Twas the night before Christmas and all through Tysons Corner mall
People were rushing about for last minute gifts–Frozen Elsa dolls, iPads or even a duck call
They ignored Black Friday sales and Cyber Monday deals you can be certain
Now all that’s left on the shelves is an Uncle Si chia pet and Dukes of Hazard shower curtain
Gift list? Check. Photo selected for Snapfish holiday card? Check. Red and green sprinkles purchased for company cookie swap? Check. Boxes dropped off at USPS to arrive NLT December 23 to Dad in Florida? Check. Look into availability at premiere rehab center for post-holiday melt down?…My mind started going into holiday paralysis right around November 15 and interestingly enough that’s about the same time that the sugar/carb war within my body began. It’s not because I was already overcommitting (aka feeling overwhelmed), but rather because I’ve been traumatized by the Ghost of Christmas Past. My ghost shows up in the form of me at about age 35—a slightly more youthful, thinner version. She began her nightly visitations right around Halloween—which coincides with when retailers start putting out the Christmas stuff and WKXM starts playing carols. She starts off very sweetly—“let’s get a head start this year. Let’s not wait until the last minute like last year. Remember last year, right? Remember when you pulled an all-nighter wrapping presents and forgot to get your Dad a gift?” Anyhow—she starts whispering helpful tips like “you should make a list” and “you should start exercising more so you have more energy around the holidays—you don’t want to feel wiped out and ancient again this year, do you?” I start frantically capturing notes on color coded post its and mentally making lists by category. By the time November rolls around, my ghost is making twice daily visits. “When will you have time to decorate the tree? Wouldn’t this be a good weekend to get some shopping done? You’ve always wanted to go to Williamsburg at Christmas—when will you fit that in? If you’re planning to give wedding pictures as gifts, you should have sent them off last week to be printed.” Ugh. I’m planning the Thanksgiving menu when she starts showing up with coffee. “Should you check out Black Friday sales? You probably can’t even get Nutcracker tickets now. That’s a shame—you procrastinated again. Where’s your ‘It’s a Wonderful Life’ DVD? Did you see the stack of cards on the table—have you even got your list together yet? When are you putting the tree up?” She’s a mean one, that one.
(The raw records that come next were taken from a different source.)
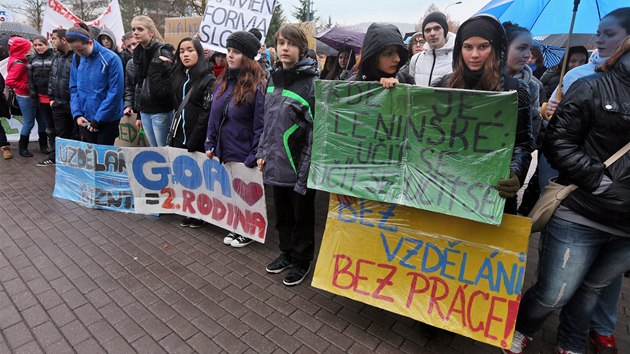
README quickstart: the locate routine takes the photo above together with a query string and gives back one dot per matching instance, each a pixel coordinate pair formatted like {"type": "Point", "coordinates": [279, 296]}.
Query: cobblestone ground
{"type": "Point", "coordinates": [74, 279]}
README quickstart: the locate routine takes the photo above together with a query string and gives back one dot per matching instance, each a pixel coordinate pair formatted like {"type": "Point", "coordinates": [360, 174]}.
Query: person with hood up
{"type": "Point", "coordinates": [17, 79]}
{"type": "Point", "coordinates": [284, 152]}
{"type": "Point", "coordinates": [341, 65]}
{"type": "Point", "coordinates": [5, 110]}
{"type": "Point", "coordinates": [578, 55]}
{"type": "Point", "coordinates": [236, 117]}
{"type": "Point", "coordinates": [39, 66]}
{"type": "Point", "coordinates": [96, 87]}
{"type": "Point", "coordinates": [585, 247]}
{"type": "Point", "coordinates": [191, 78]}
{"type": "Point", "coordinates": [479, 62]}
{"type": "Point", "coordinates": [148, 91]}
{"type": "Point", "coordinates": [437, 58]}
{"type": "Point", "coordinates": [382, 55]}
All the post its and to do lists in the world can’t save me from myself. The only thing that can save me from my Ghost of Christmas Past is me and the word, ‘no’ which I just used for my first holiday veto when XXL aka husband George brought up hosting a holiday party. We both love entertaining and my knee jerk reaction is always, ‘the more, the merrier.’ This year, however, when he started hinting around about having people over, I hit the pause button. “You know what, hon? We just got through a wedding—we hosted a big party. Why don’t we go on autopilot and be the invitees this year vs. the inviters.” XXL bit on that plan pretty darned quickly. “We get to freestyle? I love to freestyle.” Freestyling in XXL world is when we get to fly by the seat of our pants—which he loves because I’m forever planning his life out to the minute. Since meeting XXL, I’ve become a fan of freestylin’ and try to do it whenever possible. I actually plan in time for freestylin’, which I think is cheating, but that’s OK. Time flies by so quickly and we are all running at warp sppppeeeeeedddddddd flashhhhh lightening, kawabunga speed ALL THE TIME. It’s not healthy—it actually interferes with our health so we have to slow down, hit pause and freestyle every once in a while, but especially around the holidays.
It’s so so so easy to overcommit. I’ve actually tried to limit myself to only committing to one calendar invite a week. By the time I fit in a night for working out, chores/errands, laundry, quality time w/XXL, there isn’t much left for anything (or anyone else). For all you introverts like me out there, you can appreciate that there has to be at least one night for navel gazing or a date with your favorite author too. Don’t discount the quality time spent alone for recharging. XXL now appreciates my desire for alone time. I tease him that he’s more like the female in our relationship. When I come home from work after a day of being around PEOPLE—people I love but who suck the energy out of me nonetheless—he is Chatty Cathy. XXL loves to chat. He is always talking, talking, talking. I typically have no words left by 6 PM because I’ve been around the ENERGY SUCKING PEOPLE (aka PEOPLE I ADORE). I have to recharge by staring blankly into the TV set watching Modern Family reruns. Shhh. Quiet time.
I’m taking a more proactive approach this year to my not-so-friendly Ghost. I’m waking up and hitting the yoga mat before she arrives. A few downward dogs will help keep me centered through her pot stirring ways. I’m also going to pick back up on my meditation practice – I’ll tune her out and be all blissed out at the same time. Silent night, holy night. All is calm. All is bright.